Synthetic normal-mode spectra: a full-coupling perspective

Thursday, 18 December 2014
Hsin-Ying Yang, National Taiwan University, Taipei, Taiwan and Jeroen Tromp, Princeton University, Princeton, NJ, United States
Normal-mode spectra may be used to investigate the large-scale anelastic structure of the entire earth. The relevant theory was developed a few decades ago, however, mainly due to computational limitations, several approximations are commonly employed, and thus far the full merits of the complete theory have not been taken advantage of. In this study, we present an exact algebraic form of the theory for an aspherical, anelastic and rotating earth model in which either complex or real spherical harmonic bases are used. Physical dispersion is incorporated into the quadratic eigenvalue problem by expanding the logarithmic frequency term to 2nd order. In addition, we carry out numerical experiments up to 3 mHz to quantitatively evaluate the accuracy of commonly used approximate mode synthetics.
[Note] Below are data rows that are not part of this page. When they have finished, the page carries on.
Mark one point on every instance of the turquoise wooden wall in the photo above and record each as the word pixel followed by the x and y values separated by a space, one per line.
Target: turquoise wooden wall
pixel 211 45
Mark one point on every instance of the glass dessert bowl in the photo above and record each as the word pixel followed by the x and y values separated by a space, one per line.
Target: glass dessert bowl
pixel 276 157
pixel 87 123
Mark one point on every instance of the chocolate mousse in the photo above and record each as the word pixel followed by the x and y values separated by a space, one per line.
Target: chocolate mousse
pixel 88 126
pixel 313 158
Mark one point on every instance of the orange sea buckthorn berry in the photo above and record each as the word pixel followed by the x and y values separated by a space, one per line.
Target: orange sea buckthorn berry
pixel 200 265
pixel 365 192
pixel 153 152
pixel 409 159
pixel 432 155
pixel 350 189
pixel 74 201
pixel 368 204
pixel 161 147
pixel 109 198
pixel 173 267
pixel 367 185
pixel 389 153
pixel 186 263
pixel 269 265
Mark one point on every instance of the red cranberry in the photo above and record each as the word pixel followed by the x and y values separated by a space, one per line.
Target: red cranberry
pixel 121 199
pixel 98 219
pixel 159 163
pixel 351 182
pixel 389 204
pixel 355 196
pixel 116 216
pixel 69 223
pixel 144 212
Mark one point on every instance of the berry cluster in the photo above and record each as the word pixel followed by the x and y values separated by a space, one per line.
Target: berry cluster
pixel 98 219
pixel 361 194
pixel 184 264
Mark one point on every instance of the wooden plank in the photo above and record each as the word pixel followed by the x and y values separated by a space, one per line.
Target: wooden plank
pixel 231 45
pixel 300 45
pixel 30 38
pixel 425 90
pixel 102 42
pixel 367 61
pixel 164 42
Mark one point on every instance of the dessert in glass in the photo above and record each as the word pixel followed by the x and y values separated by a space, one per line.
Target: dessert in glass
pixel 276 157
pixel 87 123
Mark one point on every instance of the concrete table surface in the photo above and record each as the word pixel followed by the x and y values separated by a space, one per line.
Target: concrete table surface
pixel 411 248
We find that (1) approximating mode frequencies for realistic earth models with an average over degenerate frequencies of two coupled modes for physical dispersion, Coriolis effects and perturbed kinematic energy terms gives rise to subtle differences in mode spectra; (2) taking into account the exact normalization of modes instead of the one for a spherical, non-rotation model improves mode spectra by ~2%; (3) consideration of mode coupling in a narrow frequency band yields up to 10% discrepancies in mode spectra compared with wide-band coupling, indicating that the popular splitting function approach may introduce slight biases in normal-mode tomography.